Ed Power, 17 Oct 2012

There’s no polite way of asking a critically lauded pop star why she decided to get her lady-bits out for public delectation. Though, to be accurate, you can’t actually see any of Natasha Khan’s wobblier parts on the cover of her new album – everything’s terribly tasteful and moody and arty, as she tells you at length when really all you’re after is the answer to a simple query. “What were you thinking, Natasha?” The image in question is classy naked, for sure. But proper, NSFW naked all the same.
How did you respond to it?” says the Bat For Lashes singer, as if discussing a pretentious movie we’ve both just sat through rather than the sleeve shot accompanying The Haunted Man for which – have we mentioned this already? – she stands before the world sad eyed and disrobed, a pasty-arsed randomer slung, game-hunter-style, over her shoulder. Er… says Hot Press, blushing like a schoolboy. We thought you looked very... nude...
“Well, it’s obviously an extremely vulnerable picture,” she says, her voice the quavering coo of someone not 100% sure of themselves. “I’m proud of the power in that. It looks very different from the way women are presented in the media. Women are portrayed in a sexual, glossy and provocative way. I wanted to represents aspects of female nudity different from what you’d see in Nuts.”
The provocative snap was taken by art-house photographer Ryan McGinley. The shoot lasted five hours and mostly involved Khan in her birthday suit hefting an underfed chap chosen for his lightness of limb.
“Initially I felt shy,” she admits. “I wasn’t performing. I was part in a piece of art. I think the results are honest. I’m not assuming any airs or graces or anything like that.”

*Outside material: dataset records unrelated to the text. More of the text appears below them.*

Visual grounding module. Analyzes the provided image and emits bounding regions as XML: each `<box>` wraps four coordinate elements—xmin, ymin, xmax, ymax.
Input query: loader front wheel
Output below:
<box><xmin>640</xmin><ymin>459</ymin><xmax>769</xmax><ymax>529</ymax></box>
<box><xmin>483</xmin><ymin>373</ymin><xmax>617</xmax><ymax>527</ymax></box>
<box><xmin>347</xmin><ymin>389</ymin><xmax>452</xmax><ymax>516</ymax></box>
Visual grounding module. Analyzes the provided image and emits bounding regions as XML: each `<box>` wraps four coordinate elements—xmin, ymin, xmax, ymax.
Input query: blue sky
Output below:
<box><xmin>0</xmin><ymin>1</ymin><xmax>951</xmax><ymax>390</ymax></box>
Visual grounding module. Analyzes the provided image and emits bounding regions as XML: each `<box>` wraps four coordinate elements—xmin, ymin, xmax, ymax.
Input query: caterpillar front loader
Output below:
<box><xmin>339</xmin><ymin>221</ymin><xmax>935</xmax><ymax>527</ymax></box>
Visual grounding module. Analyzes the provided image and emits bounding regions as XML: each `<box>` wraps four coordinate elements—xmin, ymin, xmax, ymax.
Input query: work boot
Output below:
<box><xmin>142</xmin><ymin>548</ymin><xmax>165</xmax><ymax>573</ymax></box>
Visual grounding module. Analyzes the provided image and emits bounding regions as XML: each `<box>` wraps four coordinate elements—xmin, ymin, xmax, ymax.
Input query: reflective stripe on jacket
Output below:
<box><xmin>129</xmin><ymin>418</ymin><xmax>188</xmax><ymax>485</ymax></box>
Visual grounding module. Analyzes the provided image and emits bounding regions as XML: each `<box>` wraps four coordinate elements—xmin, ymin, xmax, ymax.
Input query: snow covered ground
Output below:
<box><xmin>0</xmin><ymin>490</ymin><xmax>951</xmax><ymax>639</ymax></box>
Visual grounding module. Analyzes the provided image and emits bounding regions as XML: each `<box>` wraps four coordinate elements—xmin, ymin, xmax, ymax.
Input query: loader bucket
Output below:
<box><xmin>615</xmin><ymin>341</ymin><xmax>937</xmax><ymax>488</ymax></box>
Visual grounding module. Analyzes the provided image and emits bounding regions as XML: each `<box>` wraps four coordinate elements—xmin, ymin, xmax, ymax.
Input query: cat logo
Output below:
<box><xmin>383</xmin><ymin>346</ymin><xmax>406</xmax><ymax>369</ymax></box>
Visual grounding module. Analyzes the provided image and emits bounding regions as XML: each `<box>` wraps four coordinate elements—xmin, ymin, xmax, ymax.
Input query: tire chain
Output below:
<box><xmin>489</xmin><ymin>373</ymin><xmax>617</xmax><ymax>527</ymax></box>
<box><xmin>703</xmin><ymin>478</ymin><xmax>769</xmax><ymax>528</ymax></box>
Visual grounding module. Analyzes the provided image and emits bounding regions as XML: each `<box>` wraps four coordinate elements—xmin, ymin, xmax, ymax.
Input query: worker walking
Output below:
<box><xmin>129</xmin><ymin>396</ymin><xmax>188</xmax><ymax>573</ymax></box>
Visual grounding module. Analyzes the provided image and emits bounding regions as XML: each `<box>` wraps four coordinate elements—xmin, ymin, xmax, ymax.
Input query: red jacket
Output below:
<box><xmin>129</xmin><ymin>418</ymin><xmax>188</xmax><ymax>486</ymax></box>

The Haunted Man is a big moment for Khan. Over the past few years she has built a respectable cult following (Thom Yorke and Scott Walker are fans) without ever quite breaking through, Florence and the Machine-style. Her songs – the poppier ones anyway – are catchy and fascinating, an intriguing mix of Kate Bush, Siouxsie & The Banshees and, on her 2009 sort-of-hit ‘Daniel’ especially, Fleetwood Mac. But she can’t bring herself to play the game, to submit to the compromises of a pop career. She’s too bruised and coy to fit comfortably in the mould of conventional star.